Water glittered, it seemed, in a dozen directions, in arrows and spirals of rivers and saucers of lakes and ponds, the richness of heaven on the earth itself.
Then the other hunger hit him, sharp as a cutlass or even an old bayonet on his wartime musket, with what he knew made the world itself go 'round, and it started moving him downhill on its own, his mind fuzzy with a girl he had known in Boston, the Miami tribe maiden dancer with her extended hand, the widow with a daughter in Scatterling, girls and ladies, women by unknown numbers from unknown places, angelic, spirited, and as lonely as he was.
From a lower ledge, letting his mount rest for a spell, he saw a large log cabin sitting on a slight rise above the junction of a river where it joined a small lake slowing the river's downward flow. A master of the trade must have built the cabin, the master also having an artful and scenic eye. He was flabbergasted at the site; not a log or board out of place in the whole design, not a rock residing on the surface without a reason, a few trees appointed for shade, and a young blonde girl, sparkling in sunlight, sitting on an open porch with a large pan on her lap. A knife was working deliciousness loose from a harder core. Her hands were petal-like, smooth, tender, yet intent at work. The Miami girl came back, and then another girl elsewhere and when they went way, in a flick of his eyelashes, he suddenly realized that they were going away for good.
He said "goodbye" in a silent voice, his mouth left open as if he had sent the word itself after friends now gone forever.
He stopped to ask if he could water his horse. The girl beamed looking at him, her eyes bluer than the sky above, the smile so real, so authentic, that he felt the vibrations that came with it.
Truly, Corporal Thadeus Ted Walters knew Heaven was at hand, his travels as near completion as possible, only a positive introduction was needed by each party, and soon taken care of.
The older man, stepping out of the cabin, said, "I saw you coming down the mountain path, son, our first visitor in several weeks. I am Oswald Cutterly. I am a widower. This is my daughter, Amy. She cooks for me, takes care of me. She's a marvelous cook, a marvelous sewer of oddest things, a magician at others, yet limited at some duties hereabouts."
Cutterly's eyes measured the young man staring at his daughter.
Wondering if there was an invitation in the man's voice, Walters said, "My name is Thadeus 'Ted' Walters, late of the Union Army, and looking here on Earth for another piece of Heaven, and by God, I think I've found it."
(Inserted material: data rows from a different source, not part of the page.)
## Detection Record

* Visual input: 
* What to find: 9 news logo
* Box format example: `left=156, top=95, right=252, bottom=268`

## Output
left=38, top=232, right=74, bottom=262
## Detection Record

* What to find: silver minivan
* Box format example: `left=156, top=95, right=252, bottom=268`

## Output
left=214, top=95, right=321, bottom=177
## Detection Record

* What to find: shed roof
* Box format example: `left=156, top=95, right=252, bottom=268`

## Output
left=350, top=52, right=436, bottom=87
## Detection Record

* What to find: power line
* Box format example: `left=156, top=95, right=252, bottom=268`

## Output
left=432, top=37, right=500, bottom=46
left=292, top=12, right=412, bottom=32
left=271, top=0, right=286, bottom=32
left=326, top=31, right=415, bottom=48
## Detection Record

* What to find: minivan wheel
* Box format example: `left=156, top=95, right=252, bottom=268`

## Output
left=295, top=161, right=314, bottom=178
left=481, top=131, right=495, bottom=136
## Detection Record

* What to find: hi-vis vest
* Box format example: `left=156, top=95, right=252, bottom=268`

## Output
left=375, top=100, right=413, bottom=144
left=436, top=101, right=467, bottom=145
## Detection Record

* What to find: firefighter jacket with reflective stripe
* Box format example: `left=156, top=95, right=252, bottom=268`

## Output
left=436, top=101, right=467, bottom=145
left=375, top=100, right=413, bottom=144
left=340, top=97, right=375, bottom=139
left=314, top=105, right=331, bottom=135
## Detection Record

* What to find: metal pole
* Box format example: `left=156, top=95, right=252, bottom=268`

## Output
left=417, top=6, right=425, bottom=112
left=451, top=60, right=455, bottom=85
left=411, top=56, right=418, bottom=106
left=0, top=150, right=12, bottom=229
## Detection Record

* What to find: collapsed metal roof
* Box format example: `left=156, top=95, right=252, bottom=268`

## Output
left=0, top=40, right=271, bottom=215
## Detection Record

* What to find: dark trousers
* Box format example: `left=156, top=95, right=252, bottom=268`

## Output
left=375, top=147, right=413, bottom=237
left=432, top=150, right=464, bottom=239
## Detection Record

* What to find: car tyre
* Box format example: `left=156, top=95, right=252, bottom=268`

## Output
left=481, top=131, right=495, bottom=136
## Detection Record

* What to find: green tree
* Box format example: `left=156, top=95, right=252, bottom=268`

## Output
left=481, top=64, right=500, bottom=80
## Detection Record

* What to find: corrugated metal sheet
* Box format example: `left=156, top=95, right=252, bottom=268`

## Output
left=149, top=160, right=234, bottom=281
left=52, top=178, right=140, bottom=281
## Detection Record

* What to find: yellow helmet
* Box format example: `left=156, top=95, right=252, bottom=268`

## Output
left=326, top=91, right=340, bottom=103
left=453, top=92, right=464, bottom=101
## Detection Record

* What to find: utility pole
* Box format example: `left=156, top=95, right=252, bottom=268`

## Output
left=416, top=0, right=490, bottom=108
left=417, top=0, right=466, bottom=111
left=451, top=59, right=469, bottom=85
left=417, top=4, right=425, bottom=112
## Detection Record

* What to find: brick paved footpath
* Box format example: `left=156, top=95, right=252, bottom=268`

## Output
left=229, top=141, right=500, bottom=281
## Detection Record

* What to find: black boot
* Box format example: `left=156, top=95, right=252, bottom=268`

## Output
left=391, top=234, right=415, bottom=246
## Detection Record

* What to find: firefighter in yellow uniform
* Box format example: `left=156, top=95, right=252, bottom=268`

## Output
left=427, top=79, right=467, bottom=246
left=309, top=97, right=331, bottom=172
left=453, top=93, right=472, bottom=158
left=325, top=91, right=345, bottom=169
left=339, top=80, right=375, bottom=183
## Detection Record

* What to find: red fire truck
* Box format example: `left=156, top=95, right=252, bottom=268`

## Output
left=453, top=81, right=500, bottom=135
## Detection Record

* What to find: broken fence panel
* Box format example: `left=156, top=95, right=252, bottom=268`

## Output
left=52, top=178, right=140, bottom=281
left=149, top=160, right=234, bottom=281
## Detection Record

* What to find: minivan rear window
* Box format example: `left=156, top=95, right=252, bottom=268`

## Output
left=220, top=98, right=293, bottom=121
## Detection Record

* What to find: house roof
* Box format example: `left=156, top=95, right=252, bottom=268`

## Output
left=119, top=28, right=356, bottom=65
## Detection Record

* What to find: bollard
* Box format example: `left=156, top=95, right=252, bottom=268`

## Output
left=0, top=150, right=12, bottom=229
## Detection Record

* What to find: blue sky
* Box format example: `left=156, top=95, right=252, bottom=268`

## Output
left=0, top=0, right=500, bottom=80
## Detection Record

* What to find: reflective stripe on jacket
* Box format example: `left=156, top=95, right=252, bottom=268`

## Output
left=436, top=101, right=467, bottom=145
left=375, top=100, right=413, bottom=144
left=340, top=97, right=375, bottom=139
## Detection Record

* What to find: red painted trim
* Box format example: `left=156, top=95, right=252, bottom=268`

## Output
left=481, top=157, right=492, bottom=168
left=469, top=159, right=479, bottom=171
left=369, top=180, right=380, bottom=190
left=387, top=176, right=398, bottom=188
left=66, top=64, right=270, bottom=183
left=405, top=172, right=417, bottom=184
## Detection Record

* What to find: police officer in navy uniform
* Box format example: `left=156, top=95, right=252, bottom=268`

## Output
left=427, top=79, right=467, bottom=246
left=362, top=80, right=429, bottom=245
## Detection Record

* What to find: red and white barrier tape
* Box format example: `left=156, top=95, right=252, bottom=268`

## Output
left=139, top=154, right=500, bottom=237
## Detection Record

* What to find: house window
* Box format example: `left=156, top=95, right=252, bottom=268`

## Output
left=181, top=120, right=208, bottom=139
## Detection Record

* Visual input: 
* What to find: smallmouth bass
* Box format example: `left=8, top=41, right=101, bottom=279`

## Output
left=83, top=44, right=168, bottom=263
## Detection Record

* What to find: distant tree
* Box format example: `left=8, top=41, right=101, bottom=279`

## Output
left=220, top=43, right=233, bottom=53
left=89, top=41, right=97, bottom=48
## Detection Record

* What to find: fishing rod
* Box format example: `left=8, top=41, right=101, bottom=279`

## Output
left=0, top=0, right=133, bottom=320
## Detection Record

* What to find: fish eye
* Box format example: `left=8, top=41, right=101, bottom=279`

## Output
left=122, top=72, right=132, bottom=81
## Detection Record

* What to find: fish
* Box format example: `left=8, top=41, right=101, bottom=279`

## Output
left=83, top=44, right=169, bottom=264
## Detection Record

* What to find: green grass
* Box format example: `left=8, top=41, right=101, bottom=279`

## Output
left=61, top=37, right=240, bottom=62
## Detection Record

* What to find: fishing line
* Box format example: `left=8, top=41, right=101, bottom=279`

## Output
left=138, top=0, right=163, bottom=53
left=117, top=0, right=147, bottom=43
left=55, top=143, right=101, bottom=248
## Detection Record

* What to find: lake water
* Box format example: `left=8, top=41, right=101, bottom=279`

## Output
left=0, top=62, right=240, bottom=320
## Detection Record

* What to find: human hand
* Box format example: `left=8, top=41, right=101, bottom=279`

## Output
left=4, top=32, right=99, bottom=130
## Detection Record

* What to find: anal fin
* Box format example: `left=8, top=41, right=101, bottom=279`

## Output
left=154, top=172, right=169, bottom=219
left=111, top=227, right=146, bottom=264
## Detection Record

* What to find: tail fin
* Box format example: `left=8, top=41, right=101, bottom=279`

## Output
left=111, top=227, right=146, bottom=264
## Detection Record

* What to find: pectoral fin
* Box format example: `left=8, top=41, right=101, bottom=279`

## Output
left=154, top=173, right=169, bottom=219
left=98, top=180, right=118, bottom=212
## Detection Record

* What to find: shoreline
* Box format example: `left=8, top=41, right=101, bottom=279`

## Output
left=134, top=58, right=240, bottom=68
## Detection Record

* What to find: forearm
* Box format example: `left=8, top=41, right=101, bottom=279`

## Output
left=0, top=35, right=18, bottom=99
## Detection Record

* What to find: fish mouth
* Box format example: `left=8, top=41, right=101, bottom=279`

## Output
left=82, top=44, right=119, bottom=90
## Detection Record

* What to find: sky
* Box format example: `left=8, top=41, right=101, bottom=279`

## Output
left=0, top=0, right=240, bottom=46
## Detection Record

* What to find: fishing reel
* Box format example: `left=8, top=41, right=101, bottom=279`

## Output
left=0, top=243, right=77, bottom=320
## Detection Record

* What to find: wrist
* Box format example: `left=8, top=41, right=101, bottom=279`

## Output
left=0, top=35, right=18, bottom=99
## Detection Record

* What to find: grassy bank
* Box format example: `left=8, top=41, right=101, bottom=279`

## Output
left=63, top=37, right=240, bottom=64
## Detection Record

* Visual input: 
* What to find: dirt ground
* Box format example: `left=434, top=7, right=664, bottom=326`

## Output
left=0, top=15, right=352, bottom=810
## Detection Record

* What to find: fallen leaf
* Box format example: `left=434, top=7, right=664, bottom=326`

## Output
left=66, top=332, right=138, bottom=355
He threw both hands in the air as if celebrating. The "Yahoo" was almost caught in his throat, but managed to break free.
Cutterly, reacting quickly, said, "I believe you have, son, the whole lot of it." He pointed at his daughter and said, "Have you ever seen a smile more beautiful than that?"
"No, sir, I have not, and this surely is my final piece of Heaven which I have long been looking for."
He raised both arms above his head, as he exclaimed, "Heaven is mine."